Diagonale-Preisregen: Zahlreiche Auszeichnungen für ORF-(kofinanzierte) Produktionen

U. a. „Murer – Anatomie eines Prozesses als „Bester österreichischer Spielfilm“ und „Die bauliche Maßnahme“ als „Bester österreichischer Dokumentarfilm“

Wien (OTS) - ACHTUNG, SPERRFRIST FÜR ALLE MEDIEN (FERNSEHEN, RADIO, INTERNET, TELETEXT UND PRINT) BIS SAMSTAG, 17. März 2018, 21.30 UHR BEACHTEN

Auch bei der diesjährigen 21. Diagonale ist der ORF als traditioneller Hauptmedienpartner dabei und selbst mit 39 Produktionen im Festivalprogramm vertreten. Zahlreiche Filmpreise gehen allein bei der heutigen Verleihung (17. März) im Grazer Orpheum an vom ORF im Rahmen des Film-/Fernsehabkommens kofinanzierte Spiel-und Dokumentarfilme: Mit dem Großen Diagonale-Preis/Spielfilm wird „Murer – Anatomie eines Prozesses“ (Regie: Christian Frosch) und mit dem Großen Diagonale-Preis/Dokumentarfilm wird „Die bauliche Maßnahme (Regie: Nikolaus Geyrhalter) geehrt. Der Diagonale-Schauspielpreis wird als Ensemblepreis vergeben und geht an die Schauspielerinnen und Schauspieler von „Cops“ und „L’Animale“.
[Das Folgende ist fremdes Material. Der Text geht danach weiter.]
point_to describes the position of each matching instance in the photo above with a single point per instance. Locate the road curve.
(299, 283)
Bereits am Freitag, dem 16. März, wurde der Thomas-Pluch-Drehbuchpreis verliehen. Der Hauptpreis ging an Kathrin Resetarits für „Licht“ und der Spezialpreis der Jury wurde an Clemens J. Setz, Sebastian Brauneis und Nicholas Ofczarek für „Zauberer“ verliehen. Mit dem Franz-Grabner-Preis wurde am Donnerstag, dem 15. März, zum zweiten Mal ein neuer österreichischer Dokumentarfilmpreis in zwei Kategorien vergeben. Die Auszeichnung würdigt humanistisches Dokumentarfilmschaffen im Andenken an den 2015 verstorbenen ORF-Journalisten und langjährigen Leiter der ORF-TV-Kulturdoku. Als beste TV-Doku ausgezeichnet wurde der vom ORF koproduzierte Film „Die Weltherrschaft“ von Fritz Ofner über die Mechanismen von Verschwörungstheorien, der als Teil eines transmedialen Projekts mit den öffentlich-rechtlichen Partnersendern ARTE, SRF und BR entstand. Beste Kinodoku wurde Ruth Kaaserers Porträt „Gwendolyn“ über die gegen ihre Krankheit kämpfende Gewichtheberin und Anthropologin Gwendolyn Leick.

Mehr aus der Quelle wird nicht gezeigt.